Purpose : To investigate the correlation between clinico-pathological features of uveal melanoma and results of whole-genome profiling analysis by array CGH.

Methods : A total of 50 eyes with a diagnosis of uveal melanoma underwent whole-genome profiling analysis by array CGH following enucleation. Patients were screened for genetic abnormalities, including chromosomes 3 and 8 status. Genetic abnormalities were then correlated with tumor clinco-pathological features and metastatic status after a mean follow-up of 24 months.

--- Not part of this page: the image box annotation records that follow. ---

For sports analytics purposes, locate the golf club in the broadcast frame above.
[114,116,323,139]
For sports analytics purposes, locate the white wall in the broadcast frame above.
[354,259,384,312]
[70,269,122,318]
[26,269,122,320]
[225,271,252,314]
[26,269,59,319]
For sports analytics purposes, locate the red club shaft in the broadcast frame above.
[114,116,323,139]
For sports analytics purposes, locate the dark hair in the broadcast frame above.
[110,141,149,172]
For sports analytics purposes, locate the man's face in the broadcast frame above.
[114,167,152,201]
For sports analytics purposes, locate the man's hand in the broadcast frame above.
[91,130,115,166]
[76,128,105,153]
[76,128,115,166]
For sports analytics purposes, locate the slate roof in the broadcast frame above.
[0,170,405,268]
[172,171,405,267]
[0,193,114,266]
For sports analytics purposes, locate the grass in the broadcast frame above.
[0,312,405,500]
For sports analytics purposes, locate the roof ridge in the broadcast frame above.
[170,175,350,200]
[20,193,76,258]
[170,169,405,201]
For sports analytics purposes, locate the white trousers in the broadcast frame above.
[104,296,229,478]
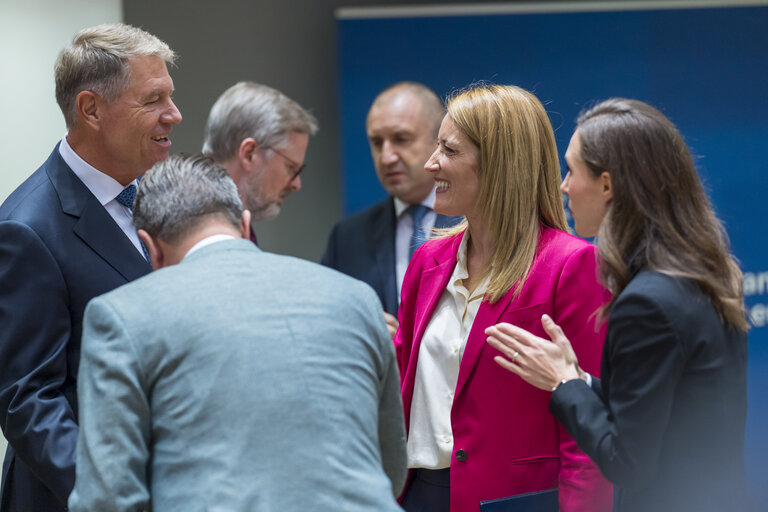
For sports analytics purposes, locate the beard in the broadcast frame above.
[245,197,280,221]
[240,174,280,221]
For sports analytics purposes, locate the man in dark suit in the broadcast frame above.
[0,24,181,512]
[203,82,317,241]
[322,82,458,335]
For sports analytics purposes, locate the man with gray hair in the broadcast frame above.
[203,82,317,238]
[69,157,406,512]
[0,24,181,512]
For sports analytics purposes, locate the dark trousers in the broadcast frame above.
[402,468,451,512]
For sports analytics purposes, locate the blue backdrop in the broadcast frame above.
[338,2,768,503]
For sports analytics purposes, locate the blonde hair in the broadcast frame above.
[54,23,176,129]
[442,85,568,302]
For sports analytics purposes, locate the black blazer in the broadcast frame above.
[0,146,151,512]
[550,271,749,512]
[321,197,461,316]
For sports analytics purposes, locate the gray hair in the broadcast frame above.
[55,23,176,129]
[133,155,243,243]
[203,82,317,162]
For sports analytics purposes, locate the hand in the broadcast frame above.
[485,315,582,391]
[384,311,400,339]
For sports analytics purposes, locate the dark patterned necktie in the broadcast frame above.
[405,204,429,261]
[115,183,150,261]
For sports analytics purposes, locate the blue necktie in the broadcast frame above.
[405,204,429,261]
[115,183,150,261]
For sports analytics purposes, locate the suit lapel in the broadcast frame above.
[408,231,466,377]
[47,146,152,281]
[454,280,514,396]
[369,197,397,315]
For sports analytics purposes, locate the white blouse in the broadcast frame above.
[408,233,490,469]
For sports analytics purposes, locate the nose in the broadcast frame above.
[381,140,399,165]
[160,100,181,124]
[424,150,440,172]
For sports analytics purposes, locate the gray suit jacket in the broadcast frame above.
[69,240,406,512]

Results : The combination of chromosome 3 monosomy and 8q dublication is associated with high genetic risk, with metastatic disease developing after a mean of 13 months of follow-up (AJCC stages IIA-IV). When singularly present, these abnormalities are associated with intermediate genetic risk, with metastatic disease occurring after a mean interval of 23 months (stages AJCC IIA-IIIB), whereas in the absence of these mutations patients are at low genetic risk, with metastatis presenting at a mean time of 54 months of follow-up (stages AJCC I-IIB). Deletion of chromosome regions as 1p, 6q (DACT2 ed ERMARD genes mutations) and 16q and rearrangements of 11p15 region correlate with metastatic status.

Conclusions : Beyond chromosome 3 monosomy and 8q duplication, knowledge of deletion of 1p, 6q, 16q chromosome regions and rearrangements of 11p15 region can aid in prognostication of uveal melanoma.

This is an abstract that was submitted for the 2018 ARVO Annual Meeting, held in Honolulu, Hawaii, April 29 - May 3, 2018.